Prince seemed to be purposefully distancing himself from the outsized successes of Purple Rain. In truth, however, much of Around the World in a Day was recorded while sessions with the Revolution continued for Prince's breakthrough 1984 project – with the notable exception of "Raspberry Beret," which had first been demoed in 1982, and was completed in August 1984 after Purple Rain was released.
So what made the kaleidoscopic Around the World in a Day seem so, well, different? It was principally a matter of approach. Prince was determined to do things his own way, releasing the album with little fanfare, and staying off the road. The colorful cover for this first release from Prince's new Paisley Park Records featured a psychedelic painting by Doug Henders – chosen, Prince told Rolling Stone in 1985, "because I thought people were tired of looking at me. Who wants another picture of him?"

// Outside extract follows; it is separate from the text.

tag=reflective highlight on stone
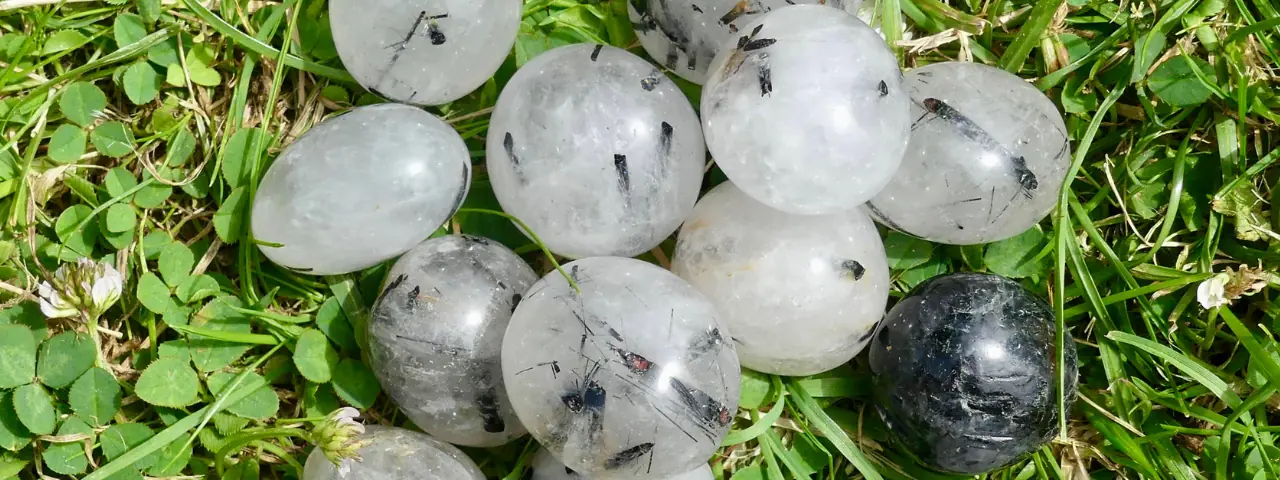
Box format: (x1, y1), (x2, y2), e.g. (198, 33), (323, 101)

Around the World in a Day itself seemed determinedly small-scale – save for one or two songs, "Raspberry Beret" among them. No single was released prior to the album, and when Prince finally acquiesced for this new song on May 15, 1985, he again took an unusual approach with the video. In it, a newly shorn Prince pointedly cleared his throat before the main song began, prompting MTV VJ Mark Goodman to ask what that actually meant. "I just did it ... to do something no one else would do," he answers in Prince: Inside the Music and the Masks.
As millions of freshly minted fans were quickly learning, that was the essence of Prince, the master of confounding expectations. This sense of rugged individuality permeates "Raspberry Beret," which – along with five others on the nine-track Around the World in a Day – is essentially a solo performance. The song was completed with only a group of background vocalists that included the Revolution's Wendy Melvoin and Lisa Coleman, and a trio of strings.
Fans might have been expecting something that rocked more, or something that grooved more, or something that displayed a more overtly sexual attitude. Instead, Prince offered a moment of sweet, unadorned romanticism, with sly, winking lyrics couched in a breezy orchestration that was as lighthearted as a certain girl's signature accessory.
And yet Purple Rain simply would not go away. The follow up was a solid hit, spending three weeks at No. 1 on the way to double-platinum sales. But Around the World in a Day arrived less than a month after Prince claimed an Academy Award for best original song score for Purple Rain, even as that earlier album – which sold a whopping 10 million copies in the U.S. alone – lingered on in the Top 200 through the end of 1985.
Still deeply restless, Prince made a dramatic creative shift after just one more album with the Revolution.
“In some ways, [Purple Rain] was more detrimental than good," Prince admitted much later, in a 1999 talk with Entertainment Weekly. "People’s perception of me changed after that, and it pigeonholed me. I saw kids coming to concerts who screamed just because that’s where the audience screamed in the movie. That’s why I did Around the World in a Day, to totally change that. I wanted not to be pigeonholed.”